In my example, I need to test some code calling this static method. Normally, I would put a wrapper around this class, write my tests, refactor, and eventually change this to not be a static dependency anymore.

I decided to try this. Here is a test class that uses mocking to demonstrate how I can decide any result for this method and have control of this dependency. Notice that my method always returns 1. Pretend that a different result were possible.

Now when I go to write my test, I can just Mock out the static and define that I want that method to be called and for it to return 2 instead of 1. I will then assert that it worked as I expected in my test. Once I confirm that the mock works as expected using this type of test, I can put it in place in my actual test. (Yes, I sometimes write temporary tests to confirm what I expect before I write the whole test. Little steps.)

public class MyTestClass
    public void WhatIsTestedDoesNotMatter()
        Mock.Arrange(() => MyStaticClass.DoSomeDependentStuffThatIsHardToFix()).Returns(2);
        Assert.AreEqual(2, MyStaticClass.DoSomeDependentStuffThatIsHardToFix());

Then when I go and run my tests, I get this nice result showing me that everything is working as I expect it to.
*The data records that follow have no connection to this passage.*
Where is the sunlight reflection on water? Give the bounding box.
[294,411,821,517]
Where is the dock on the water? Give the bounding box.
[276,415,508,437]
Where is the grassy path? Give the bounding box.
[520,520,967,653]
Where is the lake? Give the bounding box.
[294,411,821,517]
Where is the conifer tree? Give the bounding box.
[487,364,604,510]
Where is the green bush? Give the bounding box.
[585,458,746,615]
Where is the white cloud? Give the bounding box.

Yippee!

JustMock Static Test Passing

How it achieves this? I am not sure. I intend to find out though. When I do, I will write a post explaining it.

Have a good day!

Comments (4) -

  • Ken

    3/24/2012 10:34:42 AM | Reply

    I looked at this a while ago and I think you should have stressed the fact that if you have to mock something static you generally have a design flaw. I mean you mentioned that this was legacy code and you plan to refactor but when I watched Telerik's demo on it they made it sound like it was the missing link of Mocking which it isn't. The reason mocking frameworks (Moq, Rhino) don't mock static methods is because they are generally a bad design decision.
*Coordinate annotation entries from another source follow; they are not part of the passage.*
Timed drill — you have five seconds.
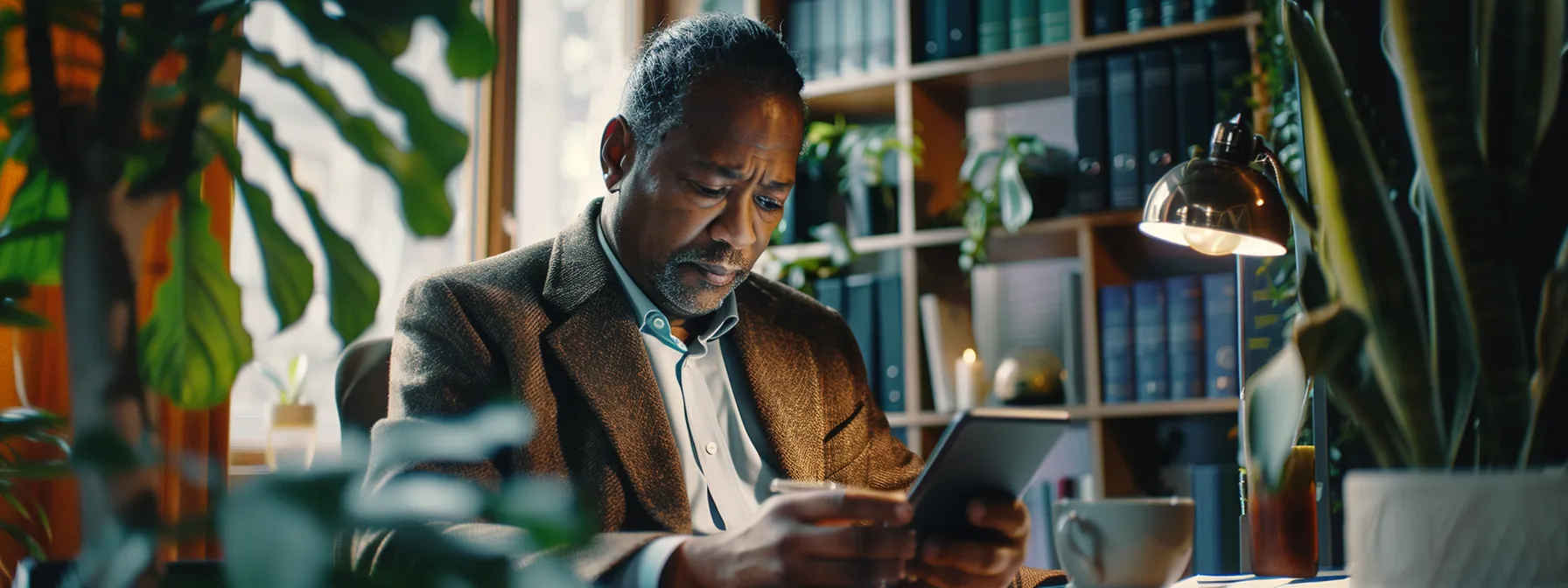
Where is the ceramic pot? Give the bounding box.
[1344,471,1568,588]
[267,404,315,472]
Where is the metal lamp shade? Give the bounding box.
[1138,158,1291,257]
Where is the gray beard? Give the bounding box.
[652,249,751,318]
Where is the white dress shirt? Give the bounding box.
[596,222,778,588]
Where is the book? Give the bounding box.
[1006,0,1040,49]
[1160,0,1192,26]
[1126,0,1160,33]
[1105,53,1144,210]
[1138,46,1180,198]
[1040,0,1073,46]
[1087,0,1127,34]
[1165,276,1208,400]
[1061,270,1088,404]
[1209,33,1253,127]
[1202,271,1242,398]
[833,0,869,75]
[1132,281,1170,402]
[812,0,844,80]
[914,0,976,61]
[920,293,976,412]
[1072,55,1110,212]
[976,0,1010,55]
[844,275,881,394]
[1099,285,1134,404]
[1172,41,1220,163]
[867,273,906,414]
[865,0,893,72]
[782,0,822,80]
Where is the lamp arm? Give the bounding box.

    That aside - I think a great blog post would be "Look Mom! No ctor, when static classes make sense!".

  • Brendan Enrick

    3/25/2012 6:39:57 PM | Reply

    @Ken Yes, I completely agree. The time to use these is when there is a design flaw with the code.

    The cool thing about this, however, is that I was able to test the code before doing the refactoring. I try to make sure that I test my code before refactoring. Occasionally, I need to make minor changes.

    This lets me test earlier, since I don't have to refactor the static yet. Without the ability to mock the static, I would have needed to refactor without unit tests.

  • Erik

    3/27/2012 3:08:27 PM | Reply

    I've never used JustMock before (I use Moq), but I've recently been doing some stuff in Java and using a tool called PowerMock.  The setup code you have there is similar enough to PowerMock for statics that I wonder if one didn't use the other as a rough API guideline.

    I definitely agree with the "scary" part.  I think that a lot of people who favor static/procedural code will look at this and conclude that there's no downside to using static if you can just 'mock' it out for testing.  There's something good about the pain of trying to test a codebase with a lot of statics -- like the sting of antiseptic on a cut.

  • Eli

    3/27/2012 3:39:41 PM | Reply

    I think the actual reason that Moq and Rhino don't mock statics is because they're based on Castle. TypeMock Isolator stood relatively alone for a while in its ability to mock these types of things because it actually intercepts calls as they are occurring and redirects them (I can't speak to JustMock, I haven't looked into it).

    That said, I'd be interested to know if you tried this to mock an extension method (or better yet, an extension method on an interface).